Nursing Considerations
Nurses play a crucial role in the administration and monitoring of sedation in ICU patients. Key nursing responsibilities include:
- Frequent assessment of sedation levels using a validated scale
- Titrating sedative infusions to target sedation levels
- Monitoring for under-sedation or over-sedation
- Collaborating on daily sedative interruption protocols
- Communicating sedation needs and responses during rounds
- Incorporating non-pharmacologic approaches to manage anxiety/agitation
- Educating patients and families on the goals/processes of sedation
Careful nursing assessment and input guides optimal sedation management per patient needs.
Summary
– Sedative medications are commonly used in the ICU to manage issues like anxiety, agitation, ventilator dyssynchrony, and pain. However, over-sedation can result in harm, while under-sedation also poses risks.
– Light sedation targeting a RASS of 0 to -2 is now widely recommended to balance adequate symptom control with avoiding complications.

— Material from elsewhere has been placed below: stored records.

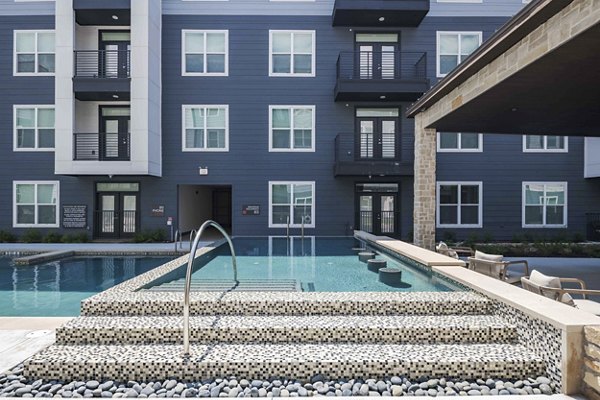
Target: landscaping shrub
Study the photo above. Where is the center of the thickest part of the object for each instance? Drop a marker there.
(31, 236)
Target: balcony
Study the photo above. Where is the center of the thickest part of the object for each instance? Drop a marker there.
(352, 159)
(379, 13)
(381, 76)
(102, 75)
(101, 147)
(102, 12)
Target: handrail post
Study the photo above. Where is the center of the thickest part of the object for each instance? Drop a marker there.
(188, 279)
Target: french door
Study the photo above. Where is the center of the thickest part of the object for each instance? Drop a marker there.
(377, 138)
(116, 215)
(377, 213)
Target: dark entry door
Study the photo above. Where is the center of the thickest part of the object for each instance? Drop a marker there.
(376, 138)
(114, 133)
(116, 215)
(114, 56)
(377, 60)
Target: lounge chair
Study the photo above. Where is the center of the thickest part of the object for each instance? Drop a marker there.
(454, 252)
(551, 287)
(493, 265)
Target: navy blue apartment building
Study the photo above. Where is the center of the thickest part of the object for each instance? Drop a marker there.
(123, 115)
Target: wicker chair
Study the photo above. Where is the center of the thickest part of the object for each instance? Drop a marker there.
(494, 266)
(551, 287)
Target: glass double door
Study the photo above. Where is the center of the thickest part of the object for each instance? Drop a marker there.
(377, 213)
(117, 215)
(377, 138)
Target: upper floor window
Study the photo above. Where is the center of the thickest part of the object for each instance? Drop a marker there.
(293, 203)
(205, 128)
(292, 128)
(458, 141)
(541, 143)
(33, 128)
(453, 48)
(459, 204)
(34, 52)
(205, 53)
(544, 204)
(292, 53)
(35, 204)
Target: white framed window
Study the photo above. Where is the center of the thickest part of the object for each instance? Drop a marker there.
(33, 127)
(544, 205)
(459, 205)
(452, 142)
(453, 48)
(292, 53)
(545, 144)
(34, 52)
(35, 204)
(205, 128)
(292, 128)
(293, 201)
(204, 52)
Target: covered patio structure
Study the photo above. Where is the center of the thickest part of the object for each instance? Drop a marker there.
(539, 74)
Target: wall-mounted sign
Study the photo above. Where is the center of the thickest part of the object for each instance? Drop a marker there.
(74, 216)
(158, 211)
(251, 210)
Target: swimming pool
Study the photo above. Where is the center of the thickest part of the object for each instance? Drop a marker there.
(56, 288)
(312, 264)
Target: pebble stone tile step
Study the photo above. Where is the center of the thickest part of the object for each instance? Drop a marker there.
(301, 361)
(282, 303)
(288, 329)
(13, 383)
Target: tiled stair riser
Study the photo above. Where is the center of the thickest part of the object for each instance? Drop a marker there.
(287, 335)
(147, 363)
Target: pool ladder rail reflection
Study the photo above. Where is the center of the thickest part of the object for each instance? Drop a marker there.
(188, 278)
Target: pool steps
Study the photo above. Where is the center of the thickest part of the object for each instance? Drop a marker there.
(300, 361)
(397, 329)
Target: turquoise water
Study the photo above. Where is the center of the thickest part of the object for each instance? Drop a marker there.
(316, 263)
(56, 288)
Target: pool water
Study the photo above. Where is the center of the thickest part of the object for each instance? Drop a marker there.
(56, 288)
(316, 264)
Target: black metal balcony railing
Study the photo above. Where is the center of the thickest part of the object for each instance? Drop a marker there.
(382, 65)
(112, 64)
(101, 147)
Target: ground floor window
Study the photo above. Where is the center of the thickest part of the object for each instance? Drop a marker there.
(291, 202)
(35, 204)
(459, 204)
(544, 204)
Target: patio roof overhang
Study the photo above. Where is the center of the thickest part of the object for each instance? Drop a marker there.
(559, 93)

– Medications like propofol, benzodiazepines, and opioids each have different properties, benefits, and risks. Multimodal approaches help optimize sedation.
– Non-pharmacologic interventions complement medication use. Systematic sedation assessment also facilitates appropriate titration.
– ICU sedation guidelines emphasize strategies like lighter sedation targets, daily sedation interruption, analgesia-first approaches, and reducing benzodiazepine use.
– Nursing plays a key role in sedative administration, monitoring, titration, and optimizing use with non-pharmacologic approaches.
Conclusion
The majority of ICU patients require some degree of sedation to improve comfort, manage adverse symptoms, and tolerate interventions during critical illness. However, sedation strategies have evolved to use lighter levels and shorter-acting agents as much as possible to avoid complications linked to over-sedation like prolonged ventilation, delirium, and weakness. Regular formal sedation assessment, daily sedative interruption, multimodal analgesia-first approaches, reduced benzodiazepine use, and incorporation of non-pharmacologic adjuncts now represent best practices for sedation in the ICU based on clinical practice guidelines. With careful titration and monitoring, most critically ill patients can have symptoms managed effectively with lighter sedation, thereby improving outcomes.